The UK National Cyber Security Centre (NCSC) has published a detailed advisory warning that Russian state-sponsored threat actor APT28 (also known as Fancy Bear, Strontium) has been systematically exploiting small office/home office (SOHO) routers to conduct DNS hijacking operations since at least 2024. The campaign, which remains active into 2026, targets a wide pool of victims opportunistically, filtering down to users of potential intelligence value.
According to the NCSC, APT28 has been configuring Virtual Private Servers (VPSs) to operate as malicious DNS servers. The attackers first compromise SOHO routers—primarily TP-Link and MikroTik models—using public vulnerabilities. One confirmed exploit is CVE-2023-50224, a vulnerability in the TP-Link WR841N that allows an unauthenticated attacker to obtain router credentials via specially crafted HTTP GET requests. Once credentials are obtained, the actor sends a second HTTP GET request to overwrite the router's DHCP DNS settings, pointing downstream devices to actor-controlled DNS servers.
The malicious DNS servers are configured to selectively resolve lookups for domain names containing key terms associated with email applications and login pages—such as Outlook and other webmail services—to actor-owned IP addresses. All other DNS requests are resolved legitimately, making the attack difficult for users to detect. When a victim's device connects to a spoofed login page, APT28 conducts adversary-in-the-middle (AitM) attacks to harvest passwords, OAuth tokens, and other authentication material from both browser sessions and desktop applications.
The NCSC identified two distinct clusters of malicious infrastructure.
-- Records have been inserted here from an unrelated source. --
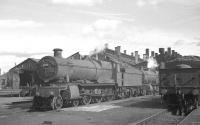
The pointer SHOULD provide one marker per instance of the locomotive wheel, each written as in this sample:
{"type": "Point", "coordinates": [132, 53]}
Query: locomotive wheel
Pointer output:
{"type": "Point", "coordinates": [57, 103]}
{"type": "Point", "coordinates": [87, 99]}
{"type": "Point", "coordinates": [99, 99]}
{"type": "Point", "coordinates": [75, 103]}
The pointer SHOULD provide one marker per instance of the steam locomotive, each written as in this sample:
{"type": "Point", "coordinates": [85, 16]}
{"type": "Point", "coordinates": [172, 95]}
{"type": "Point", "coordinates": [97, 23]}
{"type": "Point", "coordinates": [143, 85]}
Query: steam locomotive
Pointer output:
{"type": "Point", "coordinates": [70, 81]}
{"type": "Point", "coordinates": [180, 85]}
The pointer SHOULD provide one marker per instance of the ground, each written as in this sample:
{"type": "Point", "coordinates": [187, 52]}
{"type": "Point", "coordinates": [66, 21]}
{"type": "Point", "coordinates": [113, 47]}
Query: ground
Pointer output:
{"type": "Point", "coordinates": [118, 112]}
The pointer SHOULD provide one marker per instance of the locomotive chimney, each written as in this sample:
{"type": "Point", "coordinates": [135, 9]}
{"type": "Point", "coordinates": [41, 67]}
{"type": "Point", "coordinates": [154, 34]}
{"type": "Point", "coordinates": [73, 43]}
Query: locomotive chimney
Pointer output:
{"type": "Point", "coordinates": [152, 54]}
{"type": "Point", "coordinates": [124, 51]}
{"type": "Point", "coordinates": [136, 57]}
{"type": "Point", "coordinates": [57, 52]}
{"type": "Point", "coordinates": [147, 53]}
{"type": "Point", "coordinates": [117, 50]}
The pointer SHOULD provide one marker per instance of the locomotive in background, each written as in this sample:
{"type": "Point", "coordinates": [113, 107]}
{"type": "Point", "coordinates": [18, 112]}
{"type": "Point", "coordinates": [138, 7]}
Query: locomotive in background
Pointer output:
{"type": "Point", "coordinates": [71, 81]}
{"type": "Point", "coordinates": [180, 82]}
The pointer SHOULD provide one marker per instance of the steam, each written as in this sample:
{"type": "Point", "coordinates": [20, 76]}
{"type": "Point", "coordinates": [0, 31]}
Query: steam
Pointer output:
{"type": "Point", "coordinates": [152, 63]}
{"type": "Point", "coordinates": [98, 49]}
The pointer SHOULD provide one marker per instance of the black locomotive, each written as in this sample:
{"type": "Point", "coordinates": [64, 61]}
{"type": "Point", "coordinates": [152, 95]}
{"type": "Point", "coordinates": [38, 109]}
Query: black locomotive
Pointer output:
{"type": "Point", "coordinates": [70, 81]}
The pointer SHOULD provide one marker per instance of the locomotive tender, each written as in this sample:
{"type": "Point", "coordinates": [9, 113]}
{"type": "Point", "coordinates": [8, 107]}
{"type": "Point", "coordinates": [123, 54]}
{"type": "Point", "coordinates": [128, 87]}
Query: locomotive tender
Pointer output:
{"type": "Point", "coordinates": [84, 81]}
{"type": "Point", "coordinates": [180, 87]}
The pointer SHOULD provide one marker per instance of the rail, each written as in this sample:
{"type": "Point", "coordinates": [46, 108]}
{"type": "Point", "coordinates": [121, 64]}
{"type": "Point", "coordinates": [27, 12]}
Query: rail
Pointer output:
{"type": "Point", "coordinates": [187, 117]}
{"type": "Point", "coordinates": [148, 119]}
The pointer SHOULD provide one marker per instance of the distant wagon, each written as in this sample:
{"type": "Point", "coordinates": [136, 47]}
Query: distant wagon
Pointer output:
{"type": "Point", "coordinates": [180, 87]}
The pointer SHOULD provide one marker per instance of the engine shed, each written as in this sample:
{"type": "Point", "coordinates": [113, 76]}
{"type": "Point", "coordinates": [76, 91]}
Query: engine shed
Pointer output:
{"type": "Point", "coordinates": [23, 74]}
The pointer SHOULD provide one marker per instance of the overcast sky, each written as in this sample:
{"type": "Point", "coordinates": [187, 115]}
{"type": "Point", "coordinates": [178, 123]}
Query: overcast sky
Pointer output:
{"type": "Point", "coordinates": [32, 28]}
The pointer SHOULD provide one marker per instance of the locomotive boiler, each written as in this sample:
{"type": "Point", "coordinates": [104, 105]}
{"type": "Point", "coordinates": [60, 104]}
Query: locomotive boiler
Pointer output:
{"type": "Point", "coordinates": [73, 81]}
Cluster one involves compromised SOHO routers whose DHCP DNS settings were modified to include actor-owned IP addresses. Cluster two includes servers that received DNS requests via compromised MikroTik and TP-Link routers, with some servers involved in interactive operations against a small number of MikroTik routers located in Ukraine—suggesting targeted espionage against high-value intelligence targets.
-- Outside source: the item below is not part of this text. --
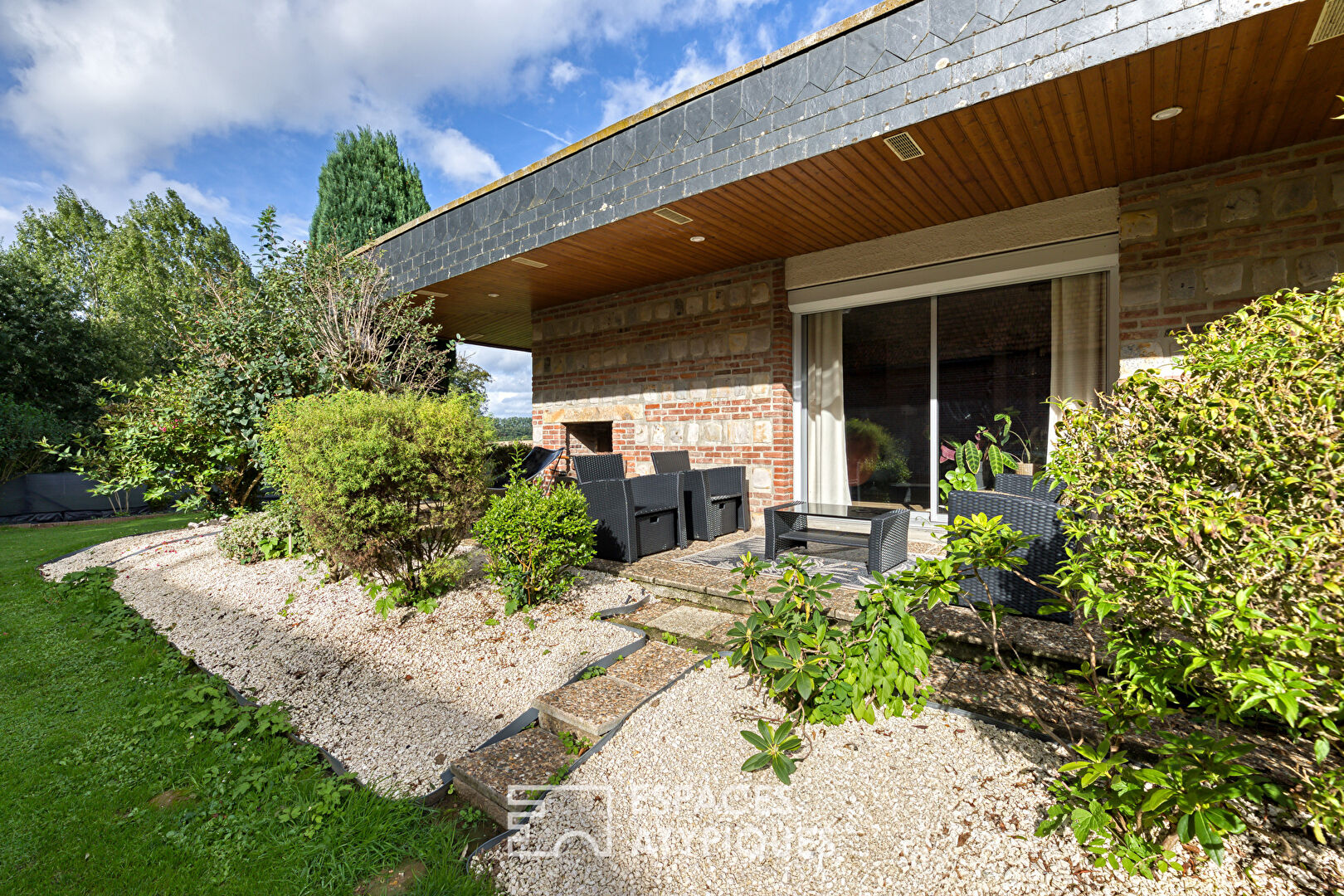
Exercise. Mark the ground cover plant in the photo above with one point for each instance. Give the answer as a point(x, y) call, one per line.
point(386, 485)
point(140, 776)
point(821, 672)
point(535, 542)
The advisory lists over 20 TP-Link router models targeted by APT28, including the Archer C5, Archer C7, WR841N, WR941ND, and various MR-series LTE routers. The NCSC notes that the list is likely not exhaustive. Indicators of compromise include VPS banners showing SSH on TCP port 56777 or 35681, and DNS software "dnsmasq-2.85" on UDP port 53. Targeted domains include autodiscover-s.outlook[.]com, imap-mail.outlook[.]com, and outlook.live[.]com, among others.
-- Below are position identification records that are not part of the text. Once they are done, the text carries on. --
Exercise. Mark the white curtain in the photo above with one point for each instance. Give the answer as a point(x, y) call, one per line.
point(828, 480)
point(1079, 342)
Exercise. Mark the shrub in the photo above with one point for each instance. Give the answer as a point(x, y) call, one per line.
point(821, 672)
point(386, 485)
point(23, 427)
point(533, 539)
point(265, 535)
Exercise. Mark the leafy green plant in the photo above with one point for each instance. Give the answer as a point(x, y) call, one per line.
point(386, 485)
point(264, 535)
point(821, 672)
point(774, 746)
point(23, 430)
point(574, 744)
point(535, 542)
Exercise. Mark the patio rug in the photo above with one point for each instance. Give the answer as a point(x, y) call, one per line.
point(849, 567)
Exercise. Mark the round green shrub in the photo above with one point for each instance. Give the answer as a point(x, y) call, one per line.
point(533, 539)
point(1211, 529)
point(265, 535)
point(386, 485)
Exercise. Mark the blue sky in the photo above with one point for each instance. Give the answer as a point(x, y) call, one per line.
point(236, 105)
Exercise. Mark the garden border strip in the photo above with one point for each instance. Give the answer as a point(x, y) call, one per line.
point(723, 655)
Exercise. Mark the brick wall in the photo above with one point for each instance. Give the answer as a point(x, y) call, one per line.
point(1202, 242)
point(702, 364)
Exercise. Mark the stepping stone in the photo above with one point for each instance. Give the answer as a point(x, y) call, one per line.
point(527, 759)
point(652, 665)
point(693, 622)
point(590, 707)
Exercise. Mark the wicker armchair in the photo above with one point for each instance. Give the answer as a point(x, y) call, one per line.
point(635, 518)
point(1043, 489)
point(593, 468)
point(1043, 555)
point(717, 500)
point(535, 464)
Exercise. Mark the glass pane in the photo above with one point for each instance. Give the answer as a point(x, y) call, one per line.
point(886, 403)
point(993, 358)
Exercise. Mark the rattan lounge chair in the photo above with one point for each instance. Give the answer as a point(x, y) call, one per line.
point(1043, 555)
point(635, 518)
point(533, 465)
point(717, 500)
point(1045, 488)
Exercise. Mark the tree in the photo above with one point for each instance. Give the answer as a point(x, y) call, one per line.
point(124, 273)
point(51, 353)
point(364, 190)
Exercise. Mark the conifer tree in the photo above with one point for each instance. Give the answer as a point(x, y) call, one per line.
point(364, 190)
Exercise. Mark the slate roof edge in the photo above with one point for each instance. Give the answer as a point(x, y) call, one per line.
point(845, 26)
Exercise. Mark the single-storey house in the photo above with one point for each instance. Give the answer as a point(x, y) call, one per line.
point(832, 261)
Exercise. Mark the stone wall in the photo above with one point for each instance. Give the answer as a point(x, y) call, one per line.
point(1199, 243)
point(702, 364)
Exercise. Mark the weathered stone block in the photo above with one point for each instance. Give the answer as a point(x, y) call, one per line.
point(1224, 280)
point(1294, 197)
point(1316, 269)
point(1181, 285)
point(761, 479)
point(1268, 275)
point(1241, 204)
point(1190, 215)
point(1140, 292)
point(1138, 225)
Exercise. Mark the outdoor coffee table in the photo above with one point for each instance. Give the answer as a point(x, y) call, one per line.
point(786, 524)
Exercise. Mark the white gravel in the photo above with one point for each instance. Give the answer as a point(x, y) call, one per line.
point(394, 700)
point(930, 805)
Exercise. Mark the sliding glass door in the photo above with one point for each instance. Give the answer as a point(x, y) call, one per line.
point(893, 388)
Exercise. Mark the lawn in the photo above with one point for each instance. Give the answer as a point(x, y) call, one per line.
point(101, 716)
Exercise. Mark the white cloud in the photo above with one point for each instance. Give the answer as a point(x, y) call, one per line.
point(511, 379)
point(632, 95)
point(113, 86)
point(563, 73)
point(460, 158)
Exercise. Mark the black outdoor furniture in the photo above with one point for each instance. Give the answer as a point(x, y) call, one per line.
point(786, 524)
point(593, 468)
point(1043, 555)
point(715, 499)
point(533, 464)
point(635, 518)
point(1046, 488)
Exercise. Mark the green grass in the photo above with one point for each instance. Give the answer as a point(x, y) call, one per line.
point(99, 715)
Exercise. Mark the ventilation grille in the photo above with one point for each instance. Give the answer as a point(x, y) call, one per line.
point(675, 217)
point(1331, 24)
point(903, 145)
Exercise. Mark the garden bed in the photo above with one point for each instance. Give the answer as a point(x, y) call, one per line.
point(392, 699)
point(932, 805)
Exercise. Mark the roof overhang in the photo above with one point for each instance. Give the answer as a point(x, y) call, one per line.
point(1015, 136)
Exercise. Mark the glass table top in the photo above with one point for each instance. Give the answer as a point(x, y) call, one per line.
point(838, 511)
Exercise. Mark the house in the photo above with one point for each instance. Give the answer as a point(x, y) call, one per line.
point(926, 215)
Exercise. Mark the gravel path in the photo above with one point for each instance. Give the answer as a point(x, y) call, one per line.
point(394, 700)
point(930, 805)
This campaign represents a significant evolution in APT28's tradecraft, moving from direct phishing and credential theft to a more sophisticated infrastructure-level attack that compromises network devices at the perimeter. By hijacking DNS resolution at the router level, the attackers gain persistent access to all traffic flowing through the network, enabling large-scale credential harvesting with minimal user interaction. The NCSC urges organizations to ensure SOHO routers are patched, change default credentials, monitor for unauthorized DNS changes, and consider using encrypted DNS protocols such as DNS-over-HTTPS or DNS-over-TLS to mitigate the risk of DNS hijacking.